I don't hate the rich.
I don't pity the poor.
I know wrestling is fake.
I think global warming is typical liberal scare tactics
and junk
science.
I've never owned or was a slave, I didn't wander forty
years in the
desert
after getting chased out of Egypt, I haven't burned any
witches or been persecuted by the Turks and neither
have you, so
shut-the-"heck"-up already.
Rocky and Bullwinkle still makes me laugh.
I think you can respect and admire women while mentally
undressing
them.
I believe a self-righteous liberal with a cause is more
dangerous
than a Hell's Angel with an attitude.
I want to know which church is it exactly where the
Rev.

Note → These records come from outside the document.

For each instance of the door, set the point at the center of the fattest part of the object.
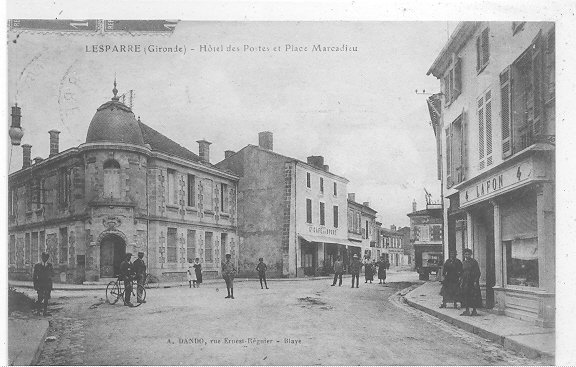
(112, 250)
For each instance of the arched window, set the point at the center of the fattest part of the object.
(112, 187)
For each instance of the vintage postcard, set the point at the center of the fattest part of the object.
(201, 192)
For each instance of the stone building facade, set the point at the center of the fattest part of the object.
(292, 213)
(495, 120)
(128, 188)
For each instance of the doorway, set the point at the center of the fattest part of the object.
(112, 251)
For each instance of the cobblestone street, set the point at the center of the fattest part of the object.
(292, 323)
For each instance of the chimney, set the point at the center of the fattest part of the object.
(316, 161)
(204, 150)
(54, 142)
(266, 140)
(15, 132)
(26, 154)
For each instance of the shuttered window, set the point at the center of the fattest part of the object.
(485, 130)
(482, 50)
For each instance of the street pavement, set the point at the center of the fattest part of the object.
(292, 323)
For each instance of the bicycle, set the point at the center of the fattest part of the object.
(151, 281)
(115, 290)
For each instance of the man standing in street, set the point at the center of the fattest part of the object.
(126, 276)
(338, 268)
(355, 267)
(140, 270)
(228, 273)
(42, 278)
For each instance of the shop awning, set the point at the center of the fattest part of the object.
(316, 238)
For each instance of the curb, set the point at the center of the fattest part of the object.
(507, 343)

Jessie
Jackson preaches.
I think explosions are cool. I don't care where Ellen
puts her
tongue.
I think the cops have every right to shoot your sorry
ass if you're
running from them.
I thought Spinal Tap sucked, and Rob Reiner can still
kiss my ass.
I hope that George W. DOES get elected in November so
that Alec
Baldwin, Linda Bloodworth-Thomason, Ed Asner, Mike
Farrel and the
rest of the liberal-assed Hollywood freaks WILL move
out of OUR
country.
I worry about dying before I get even.
I don't believe in hate crime legislation. Even
suggesting it pisses
me off. You're telling me that someone who is a
minority, gay,
disabled, another nationality, or otherwise different
from the
mainstream of this country has more value as a
human being that I
do as a white male. Hell, if someone kills
anyone, I'd say that it's a hate
crime.
I think turkey bacon sucks.
I want somebody to explain to me exactly why it's wrong
to point
out that when I watch a freeway chase, I know the
losers the police
eventually pull out of the car are gonna be a bunch of
gang-bangers.
I believe that it doesn't take a village to raise a
child, it takes
a parent with the balls to stand up to the kid and say
"NO".
I think tattoos and piercings are fine if you want
them, but please
don't pretend they are a political statement.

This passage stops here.